Des pneus sont disposés devant la préfecture de Rodez, du lisier a été déversé sur l’agence de service de paiement (ASP) à Agen, et des parpaings sont placés devant les locaux de l’Office français de la biodiversité à Beauvais : depuis la mi-novembre, les agriculteurs mènent des actions de protestation contre de nombreuses administrations à travers la France. Cependant, les messages affichés sur les bâches accrochées aux tracteurs ne visent pas directement les agents de l’État, mais dénoncent plutôt l’accord avec le Mercosur, un traité de libre-échange avec l’Amérique latine, susceptible de faciliter l’importation de viande bovine et de maïs brésilien en Europe. Ce sujet a rassemblé des syndicats agricoles allant de la FNSEA à la Confédération paysanne, en passant par la Coordination rurale.
Sous le slogan « des prix et pas des primes », beaucoup de ces organisations réclament également la possibilité de vivre de leur activité agricole plutôt que de dépendre des aides publiques. Les revendications varient : la FNSEA et la CR sont particulièrement frustrées par « les normes », qui englobent une grande partie de la réglementation environnementale, tandis que la Confédération paysanne critique les abus liés à la production d’énergie agricole.
Face à cette vague de mécontentement, le gouvernement semble en difficulté. En début 2024, Gabriel Attal avait pourtant accordé 67 concessions notables dans ses négociations avec la FNSEA. Parmi les succès majeurs du syndicat dominant figurent l’assouplissement des conditions environnementales pour les aides européennes, l’annulation de l’augmentation de la redevance sur le carburant agricole, la simplification des projets de bâtiments d’élevage et des aides à la trésorerie pour les exploitations en difficulté. Cependant, de nombreux autres dispositifs, dont des avantages fiscaux, ont été entravés par l’instabilité politique, et le gouvernement Barnier peine à démontrer ses avancées sur le terrain.
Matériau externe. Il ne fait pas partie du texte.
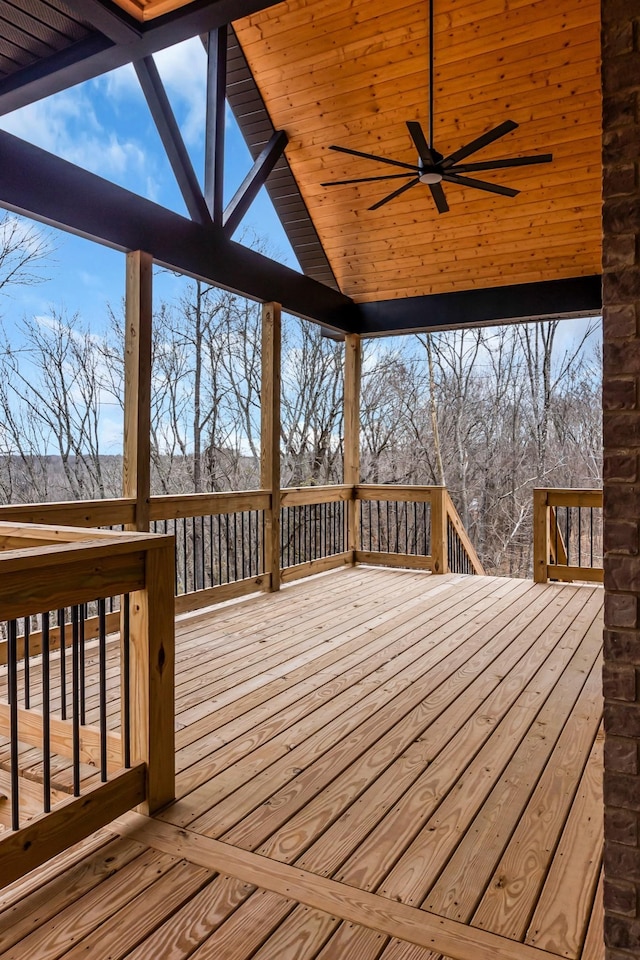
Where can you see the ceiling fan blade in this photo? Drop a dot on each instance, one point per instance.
(481, 185)
(420, 141)
(388, 176)
(371, 156)
(499, 164)
(439, 198)
(483, 141)
(396, 193)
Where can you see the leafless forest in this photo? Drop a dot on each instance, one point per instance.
(491, 413)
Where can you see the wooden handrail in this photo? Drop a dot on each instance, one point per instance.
(463, 536)
(59, 568)
(303, 496)
(172, 506)
(550, 551)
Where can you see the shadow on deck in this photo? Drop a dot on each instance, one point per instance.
(372, 765)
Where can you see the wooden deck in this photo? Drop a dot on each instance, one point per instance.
(372, 765)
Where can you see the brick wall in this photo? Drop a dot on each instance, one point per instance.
(621, 295)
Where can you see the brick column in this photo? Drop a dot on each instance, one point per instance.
(621, 406)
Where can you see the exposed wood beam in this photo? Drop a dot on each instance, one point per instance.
(44, 187)
(98, 55)
(575, 297)
(214, 130)
(172, 141)
(255, 179)
(107, 18)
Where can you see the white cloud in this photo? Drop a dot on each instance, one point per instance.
(67, 126)
(184, 75)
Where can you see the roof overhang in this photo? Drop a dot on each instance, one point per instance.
(406, 270)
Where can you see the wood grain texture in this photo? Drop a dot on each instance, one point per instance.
(351, 74)
(317, 745)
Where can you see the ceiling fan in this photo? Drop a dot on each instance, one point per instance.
(432, 167)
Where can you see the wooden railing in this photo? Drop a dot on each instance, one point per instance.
(220, 538)
(86, 764)
(313, 530)
(413, 527)
(567, 535)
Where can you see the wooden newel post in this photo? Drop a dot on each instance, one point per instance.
(136, 471)
(152, 676)
(270, 438)
(352, 377)
(439, 540)
(540, 536)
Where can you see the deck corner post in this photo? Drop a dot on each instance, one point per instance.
(351, 467)
(270, 438)
(136, 467)
(439, 542)
(540, 536)
(152, 677)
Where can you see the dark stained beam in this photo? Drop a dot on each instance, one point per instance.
(97, 55)
(37, 184)
(171, 137)
(255, 179)
(215, 122)
(107, 18)
(575, 297)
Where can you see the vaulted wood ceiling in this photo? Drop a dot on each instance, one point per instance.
(351, 72)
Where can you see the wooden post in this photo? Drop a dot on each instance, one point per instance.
(439, 521)
(352, 376)
(152, 683)
(136, 475)
(270, 438)
(540, 536)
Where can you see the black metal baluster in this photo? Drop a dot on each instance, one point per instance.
(202, 558)
(185, 554)
(75, 699)
(27, 664)
(63, 665)
(83, 676)
(12, 676)
(406, 527)
(397, 530)
(175, 551)
(226, 525)
(126, 680)
(102, 686)
(46, 716)
(579, 536)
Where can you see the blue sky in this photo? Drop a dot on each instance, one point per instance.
(105, 126)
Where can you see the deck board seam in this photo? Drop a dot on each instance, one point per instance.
(454, 939)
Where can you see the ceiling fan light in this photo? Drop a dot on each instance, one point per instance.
(430, 176)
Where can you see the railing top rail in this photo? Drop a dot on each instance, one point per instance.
(85, 513)
(392, 491)
(172, 506)
(567, 497)
(325, 493)
(39, 578)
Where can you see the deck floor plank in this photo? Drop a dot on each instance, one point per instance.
(430, 741)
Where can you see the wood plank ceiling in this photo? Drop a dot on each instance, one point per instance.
(351, 72)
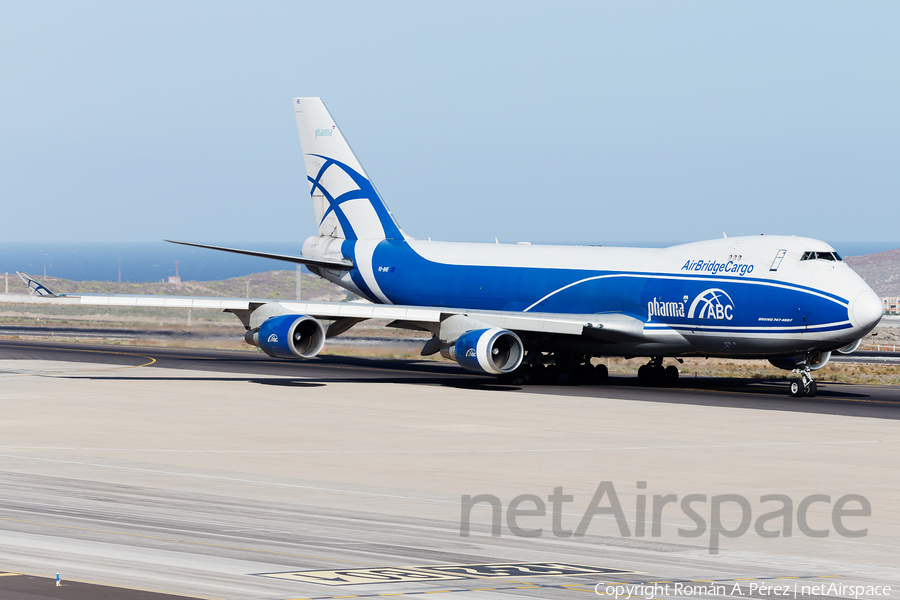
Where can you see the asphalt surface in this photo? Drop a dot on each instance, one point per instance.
(209, 502)
(831, 398)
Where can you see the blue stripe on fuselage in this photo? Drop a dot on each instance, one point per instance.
(405, 277)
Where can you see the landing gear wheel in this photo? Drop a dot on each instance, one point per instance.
(645, 374)
(538, 374)
(601, 374)
(551, 375)
(671, 374)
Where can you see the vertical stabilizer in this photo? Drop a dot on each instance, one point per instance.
(345, 202)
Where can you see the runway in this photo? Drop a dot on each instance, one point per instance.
(229, 475)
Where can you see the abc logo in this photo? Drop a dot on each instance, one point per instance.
(712, 304)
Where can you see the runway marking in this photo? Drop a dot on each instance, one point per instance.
(380, 575)
(572, 587)
(114, 586)
(46, 373)
(163, 539)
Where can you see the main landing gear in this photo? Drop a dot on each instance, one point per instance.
(654, 373)
(550, 369)
(805, 385)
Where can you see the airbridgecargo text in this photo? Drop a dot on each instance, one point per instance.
(715, 267)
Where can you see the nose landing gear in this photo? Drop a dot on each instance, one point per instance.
(805, 385)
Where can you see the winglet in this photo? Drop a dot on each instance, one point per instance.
(36, 288)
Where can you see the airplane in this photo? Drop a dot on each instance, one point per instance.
(535, 313)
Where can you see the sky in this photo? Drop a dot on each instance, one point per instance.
(594, 122)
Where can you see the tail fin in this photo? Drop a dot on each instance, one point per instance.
(345, 201)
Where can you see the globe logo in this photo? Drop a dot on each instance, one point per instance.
(713, 304)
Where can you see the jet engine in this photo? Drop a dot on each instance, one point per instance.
(288, 336)
(815, 362)
(495, 351)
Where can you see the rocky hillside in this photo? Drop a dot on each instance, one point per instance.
(880, 270)
(271, 284)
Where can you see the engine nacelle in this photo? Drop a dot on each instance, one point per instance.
(288, 336)
(815, 362)
(849, 348)
(495, 351)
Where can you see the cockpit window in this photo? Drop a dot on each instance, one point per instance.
(832, 256)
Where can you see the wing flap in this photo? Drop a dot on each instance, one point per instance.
(340, 264)
(613, 327)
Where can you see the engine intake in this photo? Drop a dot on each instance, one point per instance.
(495, 351)
(288, 336)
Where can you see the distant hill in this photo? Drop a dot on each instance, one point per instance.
(880, 270)
(271, 284)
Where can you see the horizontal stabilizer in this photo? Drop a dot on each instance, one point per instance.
(340, 264)
(36, 288)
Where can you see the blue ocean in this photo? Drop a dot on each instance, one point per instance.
(155, 261)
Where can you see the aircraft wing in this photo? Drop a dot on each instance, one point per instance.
(340, 264)
(612, 327)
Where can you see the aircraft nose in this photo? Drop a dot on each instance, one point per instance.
(866, 310)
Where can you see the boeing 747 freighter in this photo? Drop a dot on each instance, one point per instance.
(532, 312)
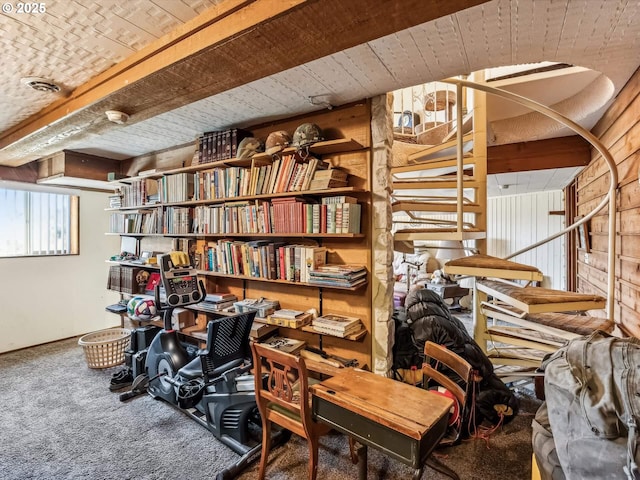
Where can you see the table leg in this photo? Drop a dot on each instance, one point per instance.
(439, 467)
(362, 462)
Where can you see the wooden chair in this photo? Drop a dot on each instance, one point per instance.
(436, 356)
(285, 401)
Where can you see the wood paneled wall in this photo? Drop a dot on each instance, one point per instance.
(516, 221)
(619, 130)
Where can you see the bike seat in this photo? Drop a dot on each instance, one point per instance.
(191, 370)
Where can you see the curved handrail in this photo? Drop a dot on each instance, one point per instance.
(609, 197)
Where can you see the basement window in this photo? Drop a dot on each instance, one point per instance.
(37, 223)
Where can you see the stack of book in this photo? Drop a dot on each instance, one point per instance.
(115, 201)
(216, 302)
(337, 325)
(284, 344)
(289, 318)
(338, 275)
(263, 307)
(330, 178)
(219, 145)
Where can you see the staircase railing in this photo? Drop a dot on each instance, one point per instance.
(596, 143)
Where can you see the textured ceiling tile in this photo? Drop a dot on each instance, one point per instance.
(367, 69)
(485, 32)
(76, 40)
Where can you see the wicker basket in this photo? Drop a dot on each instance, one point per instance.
(105, 348)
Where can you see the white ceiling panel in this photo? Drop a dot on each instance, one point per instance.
(77, 40)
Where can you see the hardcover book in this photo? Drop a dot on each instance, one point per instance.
(284, 344)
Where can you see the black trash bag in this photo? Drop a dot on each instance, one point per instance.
(430, 320)
(406, 354)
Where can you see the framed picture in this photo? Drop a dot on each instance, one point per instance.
(583, 236)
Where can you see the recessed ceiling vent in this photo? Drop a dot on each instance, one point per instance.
(41, 84)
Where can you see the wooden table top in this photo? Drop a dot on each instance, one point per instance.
(407, 409)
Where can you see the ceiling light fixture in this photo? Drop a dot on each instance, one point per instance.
(314, 100)
(41, 84)
(117, 117)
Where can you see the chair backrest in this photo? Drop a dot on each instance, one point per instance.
(285, 390)
(437, 356)
(227, 343)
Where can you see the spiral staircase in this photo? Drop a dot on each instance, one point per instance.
(439, 193)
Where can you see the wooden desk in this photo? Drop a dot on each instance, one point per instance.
(403, 421)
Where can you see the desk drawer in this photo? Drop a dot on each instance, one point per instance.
(368, 432)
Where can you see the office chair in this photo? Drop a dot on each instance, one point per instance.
(438, 364)
(283, 398)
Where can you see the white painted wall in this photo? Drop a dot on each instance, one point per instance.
(44, 299)
(517, 221)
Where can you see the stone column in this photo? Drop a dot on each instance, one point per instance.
(382, 321)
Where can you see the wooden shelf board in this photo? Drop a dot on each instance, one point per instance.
(129, 264)
(446, 162)
(354, 337)
(563, 306)
(436, 183)
(319, 148)
(494, 273)
(438, 234)
(287, 282)
(148, 206)
(330, 191)
(418, 206)
(243, 235)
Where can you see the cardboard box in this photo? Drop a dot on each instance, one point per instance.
(182, 318)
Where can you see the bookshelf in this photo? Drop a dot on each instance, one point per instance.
(348, 151)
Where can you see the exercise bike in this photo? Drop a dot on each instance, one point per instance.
(212, 386)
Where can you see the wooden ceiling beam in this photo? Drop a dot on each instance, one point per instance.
(235, 43)
(559, 152)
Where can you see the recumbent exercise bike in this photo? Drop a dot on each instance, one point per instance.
(212, 386)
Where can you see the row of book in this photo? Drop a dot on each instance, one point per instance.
(123, 279)
(263, 259)
(288, 174)
(141, 222)
(337, 325)
(338, 275)
(286, 215)
(175, 188)
(220, 145)
(137, 193)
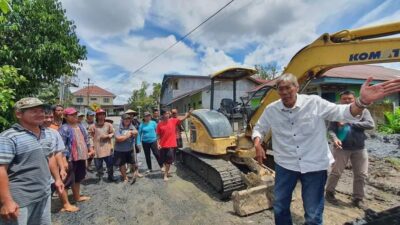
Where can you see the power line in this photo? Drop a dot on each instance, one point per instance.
(182, 38)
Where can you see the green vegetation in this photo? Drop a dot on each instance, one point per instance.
(267, 72)
(38, 45)
(392, 125)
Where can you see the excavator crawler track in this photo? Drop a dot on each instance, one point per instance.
(222, 175)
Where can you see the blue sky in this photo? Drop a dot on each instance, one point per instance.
(122, 35)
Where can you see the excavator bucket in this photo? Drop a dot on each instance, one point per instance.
(253, 200)
(259, 195)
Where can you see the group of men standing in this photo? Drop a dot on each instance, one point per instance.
(51, 149)
(33, 156)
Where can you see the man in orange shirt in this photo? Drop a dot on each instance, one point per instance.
(166, 131)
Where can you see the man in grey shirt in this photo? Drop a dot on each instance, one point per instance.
(349, 143)
(24, 169)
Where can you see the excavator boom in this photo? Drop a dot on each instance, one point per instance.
(349, 47)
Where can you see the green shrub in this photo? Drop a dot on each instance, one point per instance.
(392, 125)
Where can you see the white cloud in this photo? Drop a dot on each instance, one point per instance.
(215, 60)
(274, 29)
(103, 18)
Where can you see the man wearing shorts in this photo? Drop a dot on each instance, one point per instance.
(76, 141)
(101, 133)
(166, 131)
(124, 142)
(26, 154)
(65, 171)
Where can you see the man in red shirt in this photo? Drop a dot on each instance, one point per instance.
(166, 132)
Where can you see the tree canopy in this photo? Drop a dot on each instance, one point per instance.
(268, 71)
(38, 45)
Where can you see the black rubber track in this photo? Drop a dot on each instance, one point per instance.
(222, 175)
(387, 217)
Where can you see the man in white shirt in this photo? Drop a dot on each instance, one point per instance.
(300, 143)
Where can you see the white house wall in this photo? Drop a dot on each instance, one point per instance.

Les mesures annoncées par le gouvernement et la FNSEA indiquent que beaucoup d’entre elles ne visent pas vraiment à stabiliser le revenu des exploitations. En réalité, seules une vingtaine des 67 mesures promises apporteront des bénéfices économiques directs, comme les soutiens fiscaux, les aides d’urgence à la viticulture, ou les prêts bonifiés pour les exploitations en difficulté.
La députée Aurélie Trouvé (LFI) est critique, déclarant que « le gouvernement se contente de mettre des sparadraps sur une plaie béante ». D’après une étude menée par les chercheurs François Purseigle et Pierre-Henri Bono, 49 % des 1 400 agriculteurs interrogés mentionnent leur « ras-le-bol des normes » comme principal moteur de leur mécontentement, tandis que seulement 12 % évoquent le revenu.
Pour 2024, c’est principalement la production qui pourrait avoir un impact sur les cours dans les exploitations. La baisse des surfaces semées et des rendements entraîne une chute du volume de blé français d’un quart, selon FranceAgriMer, bien que la conjoncture reste satisfaisante pour les élevages, avec des prix de la viande bovine, du lait, du porc et de la volaille au-dessus de la moyenne des dix dernières années.
Les revendications des agriculteurs se divisent en trois groupes : les « libéraux » de la FNSEA, qui souhaitent une concurrence équitable au niveau international ; les « agrariens » de la CR, qui demandent plus de reconnaissance pour leur métier et la ruralité ; et les « écologistes altermondialistes », proches de la Confédération paysanne, qui aspirent à un soutien pour transformer leurs méthodes de production.
Actuellement, la FNSEA n’émet que peu de critiques ouvertes envers le secteur privé, bien que le président de la branche lait, Yohann Barbe, ait reconnu que ses membres pourraient agir contre Lactalis, qui a annoncé une réduction de collecte de lait. La Confédération paysanne et la Coordination rurale ont déjà lancé des actions contre des grandes surfaces.
Aurélie Trouvé souligne que les véritables responsables ne sont pas seulement les dirigeants des multinationales, mais aussi l’État et les gouvernements qui les laissent agir sans encadrement. Elle souhaite s’attaquer aux problèmes structurels du secteur, déclarant qu’il existe des convergences entre députés d’horizons divers pour mieux réguler la formation des prix.
Enfin, la loi d’orientation agricole qui sera examinée au Sénat en janvier ne permettra pas l’ajout d’amendements sur des questions centrales comme le foncier et le revenu, et un nouveau défi pourrait survenir avec la proposition de loi du sénateur LR Laurent Duplomb, qui vise à aller plus loin dans la dérèglementation environnementale.